Arnaqjuaq, 21, has been stopping pucks since he was 13 years old. He started out as a skater at age five, but one day he decided to take a turn between the pipes.
“At school we used to play floor hockey a lot. There wasn’t any goalie, so I thought I’d give it a try,” he recalled. “I loved it right away.”
By age 14, he was on the ice with men and he became a regular among the senior players at 18. Getting in front of slapshots off the sticks of adult athletes was a welcome challenge, said Arnaqjuaq.
“It was a lot faster and harder. I preferred that because I was getting good very young,” he said. “I prefer the slapshots, actually, because you can see the puck all the way, unlike backhands and wrist shots, they’re a little harder to read.”
Despite the blocker, goalie pads, and chest and arm protectors, Arnaqjuaq often skates off the ice with an assortment of bumps and bruises.
“Almost every game,” he said, chuckling.
His father initially sparked his interest in hockey. He later learned the ins and outs of being a netminder from Dion and Dino Akearok.
Playing two to three games per week, Arnaqjuaq estimates that he suits up for 80 to 84 games during an average season.
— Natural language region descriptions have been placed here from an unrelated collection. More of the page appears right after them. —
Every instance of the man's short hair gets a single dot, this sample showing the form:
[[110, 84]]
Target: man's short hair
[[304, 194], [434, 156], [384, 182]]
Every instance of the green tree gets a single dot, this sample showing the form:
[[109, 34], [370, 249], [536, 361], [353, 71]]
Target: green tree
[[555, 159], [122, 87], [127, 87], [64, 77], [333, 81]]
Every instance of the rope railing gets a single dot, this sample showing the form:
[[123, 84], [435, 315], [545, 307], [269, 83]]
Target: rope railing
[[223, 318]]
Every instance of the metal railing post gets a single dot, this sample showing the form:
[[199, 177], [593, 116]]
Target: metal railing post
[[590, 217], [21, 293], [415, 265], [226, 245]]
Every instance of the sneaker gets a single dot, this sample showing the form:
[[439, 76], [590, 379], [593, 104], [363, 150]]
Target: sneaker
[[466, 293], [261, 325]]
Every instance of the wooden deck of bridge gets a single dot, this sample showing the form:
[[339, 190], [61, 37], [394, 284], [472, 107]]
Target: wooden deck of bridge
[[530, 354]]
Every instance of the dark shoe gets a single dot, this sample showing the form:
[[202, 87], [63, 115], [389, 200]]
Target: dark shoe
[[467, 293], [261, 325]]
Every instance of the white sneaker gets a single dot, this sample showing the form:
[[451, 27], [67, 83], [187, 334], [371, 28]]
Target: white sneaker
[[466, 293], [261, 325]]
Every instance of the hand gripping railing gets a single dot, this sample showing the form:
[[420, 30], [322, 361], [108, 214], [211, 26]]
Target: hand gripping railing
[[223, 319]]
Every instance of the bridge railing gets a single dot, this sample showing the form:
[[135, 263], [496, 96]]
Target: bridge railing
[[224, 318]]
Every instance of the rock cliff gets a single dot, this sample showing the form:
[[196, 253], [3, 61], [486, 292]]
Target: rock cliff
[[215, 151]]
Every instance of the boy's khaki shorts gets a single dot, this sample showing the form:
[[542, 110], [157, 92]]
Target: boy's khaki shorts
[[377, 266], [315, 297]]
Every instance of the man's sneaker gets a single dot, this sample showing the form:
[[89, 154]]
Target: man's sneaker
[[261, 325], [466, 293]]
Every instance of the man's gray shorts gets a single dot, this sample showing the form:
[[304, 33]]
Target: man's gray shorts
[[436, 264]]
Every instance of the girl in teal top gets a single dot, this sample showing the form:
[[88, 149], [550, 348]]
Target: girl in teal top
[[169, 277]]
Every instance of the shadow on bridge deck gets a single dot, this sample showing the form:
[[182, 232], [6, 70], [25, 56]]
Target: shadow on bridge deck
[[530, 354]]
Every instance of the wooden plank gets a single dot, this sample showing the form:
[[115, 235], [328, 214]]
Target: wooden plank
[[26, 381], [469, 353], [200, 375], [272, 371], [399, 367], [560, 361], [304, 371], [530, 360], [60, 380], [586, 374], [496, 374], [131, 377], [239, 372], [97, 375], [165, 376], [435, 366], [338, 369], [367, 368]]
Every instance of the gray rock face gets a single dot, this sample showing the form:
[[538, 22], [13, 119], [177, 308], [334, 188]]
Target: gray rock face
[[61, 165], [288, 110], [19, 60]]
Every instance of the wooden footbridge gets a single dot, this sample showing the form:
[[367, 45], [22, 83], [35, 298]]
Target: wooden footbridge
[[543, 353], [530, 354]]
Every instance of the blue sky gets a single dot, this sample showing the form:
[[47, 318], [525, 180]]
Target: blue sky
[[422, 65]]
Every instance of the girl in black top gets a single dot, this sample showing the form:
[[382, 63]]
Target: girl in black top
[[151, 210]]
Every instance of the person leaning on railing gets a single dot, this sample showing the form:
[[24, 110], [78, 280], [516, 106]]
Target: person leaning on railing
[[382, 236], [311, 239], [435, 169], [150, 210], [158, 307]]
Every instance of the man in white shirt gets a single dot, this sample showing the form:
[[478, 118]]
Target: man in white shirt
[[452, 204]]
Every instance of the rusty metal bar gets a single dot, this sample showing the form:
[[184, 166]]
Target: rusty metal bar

There are also occasional tournaments that take him and his teammates to other communities, like the Toonik Tyme showdown in Iqaluit, where Arnaqjuaq was named the best goaltender in the ‘B’ division last year.
An Oilers fan, Arnaqjuaq cheers for Cam Talbot, but his all-time favourite goalie is Dwayne Roloson, who did a stint in Edmonton and helped the Oilers reach the Stanley Cup finals in 2006.
“My idol,” Arnaqjuaq said of Roloson.
Outside of hockey, he keeps busy with basketball and baseball during other seasons.
“And once in a while I pick up the guitar and play some Metallica,” he said, adding that Harvester of Sorrow is one of his favourites.